Then began the work of destruction. The carved and polished mahogany tables were shattered with heavy clubs, and hewn to splinters with axes. The marble hearths and mantel pieces were broken. The volumes of Hutchinson’s library, so precious to a studious man, were torn out of their covers, and the leaves sent flying out of the windows. Manuscripts, containing secrets of our country’s history, which are now lost forever, were scattered to the winds.
The old ancestral portraits, whose fixed countenances looked down on the wild scene, were rent from the walls. The mob triumphed in their downfall and destruction, as if these pictures of Hutchinson’s forefathers had committed the same offences as their descendant. A tall looking-glass, which had hitherto presented a reflection of the enraged and drunken multitude, was now smashed into a thousand fragments. We gladly dismiss the scene from the mirror of our fancy.
Before morning dawned, the walls of the house were all that remained. The interior was a dismal scene of ruin. A shower pattered in at the broken windows, and when Hutchinson and his family returned, they stood shivering in the same room, where the last evening had seen them so peaceful and happy.
“Grandfather,” said Laurence indignantly, “if the people acted in this manner, they were not worthy of even so much liberty as the king of England was willing to allow them.”
“It was a most unjustifiable act, like many other popular movements at that time,” replied Grandfather. “But we must not decide against the justice of the people’s cause, merely because an excited mob was guilty of outrageous violence. Besides, all these things were done in the first fury of resentment. Afterwards, the people grew more calm, and were more influenced by the counsel of those wise and good men who conducted them safely and gloriously through the Revolution.”
Little Alice, with tears in her blue eyes, said that she hoped the neighbors had not let Lieutenant-Governor Hutchinson and his family be homeless in the street, but had taken them into their houses, and been kind to them. Cousin Clara, recollecting the perilous situation of our beloved chair, inquired what had become of it.

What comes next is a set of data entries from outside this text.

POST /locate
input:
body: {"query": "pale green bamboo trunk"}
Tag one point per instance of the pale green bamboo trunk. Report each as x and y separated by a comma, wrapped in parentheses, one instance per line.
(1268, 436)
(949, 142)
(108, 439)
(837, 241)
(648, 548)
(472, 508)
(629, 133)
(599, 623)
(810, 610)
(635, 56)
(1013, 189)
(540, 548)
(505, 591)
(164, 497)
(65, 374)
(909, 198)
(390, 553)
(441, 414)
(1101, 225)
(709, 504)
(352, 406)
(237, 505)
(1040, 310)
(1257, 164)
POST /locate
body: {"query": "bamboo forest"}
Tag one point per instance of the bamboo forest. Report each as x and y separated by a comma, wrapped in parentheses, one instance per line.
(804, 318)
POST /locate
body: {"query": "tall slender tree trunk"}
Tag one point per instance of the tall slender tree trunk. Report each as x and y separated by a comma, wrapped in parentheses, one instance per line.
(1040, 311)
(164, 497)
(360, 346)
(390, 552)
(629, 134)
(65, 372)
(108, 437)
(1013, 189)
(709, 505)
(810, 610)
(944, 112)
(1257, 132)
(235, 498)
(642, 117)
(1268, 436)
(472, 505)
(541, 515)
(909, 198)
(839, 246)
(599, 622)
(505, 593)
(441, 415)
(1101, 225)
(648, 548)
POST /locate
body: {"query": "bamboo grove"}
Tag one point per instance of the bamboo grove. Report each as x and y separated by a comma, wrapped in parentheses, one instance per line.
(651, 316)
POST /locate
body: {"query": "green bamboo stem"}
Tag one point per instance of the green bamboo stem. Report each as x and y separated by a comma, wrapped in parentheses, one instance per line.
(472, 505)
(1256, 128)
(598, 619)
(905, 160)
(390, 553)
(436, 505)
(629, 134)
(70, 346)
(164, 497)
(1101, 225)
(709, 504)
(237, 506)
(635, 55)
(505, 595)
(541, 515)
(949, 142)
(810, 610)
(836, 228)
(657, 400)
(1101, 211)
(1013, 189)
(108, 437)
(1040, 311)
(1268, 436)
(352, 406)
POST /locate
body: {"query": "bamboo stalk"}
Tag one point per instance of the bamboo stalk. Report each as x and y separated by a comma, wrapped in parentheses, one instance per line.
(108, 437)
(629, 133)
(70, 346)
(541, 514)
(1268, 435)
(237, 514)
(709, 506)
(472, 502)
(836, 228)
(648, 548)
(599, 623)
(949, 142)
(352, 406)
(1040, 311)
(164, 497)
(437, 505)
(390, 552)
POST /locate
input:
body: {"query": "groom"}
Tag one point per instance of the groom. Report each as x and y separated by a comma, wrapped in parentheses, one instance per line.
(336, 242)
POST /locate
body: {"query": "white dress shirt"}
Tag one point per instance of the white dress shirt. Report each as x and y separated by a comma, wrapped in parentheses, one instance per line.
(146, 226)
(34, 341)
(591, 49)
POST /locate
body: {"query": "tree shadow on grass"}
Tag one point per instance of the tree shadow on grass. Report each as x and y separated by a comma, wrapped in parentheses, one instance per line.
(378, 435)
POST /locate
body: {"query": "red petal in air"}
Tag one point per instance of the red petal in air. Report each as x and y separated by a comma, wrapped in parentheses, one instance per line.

“Nothing was heard of our chair for sometime afterwards,” answered Grandfather. “One day in September, the same Andrew Oliver, of whom I before told you, was summoned to appear at high noon, under Liberty Tree. This was the strangest summons that had ever been heard of; for it was issued in the name of the whole people, who thus took upon themselves the authority of a sovereign power. Mr. Oliver dared not disobey. Accordingly, at the appointed hour, he went, much against his will, to Liberty Tree.”
Here Charley interposed a remark that poor Mr. Oliver found but little liberty under Liberty Tree. Grandfather assented.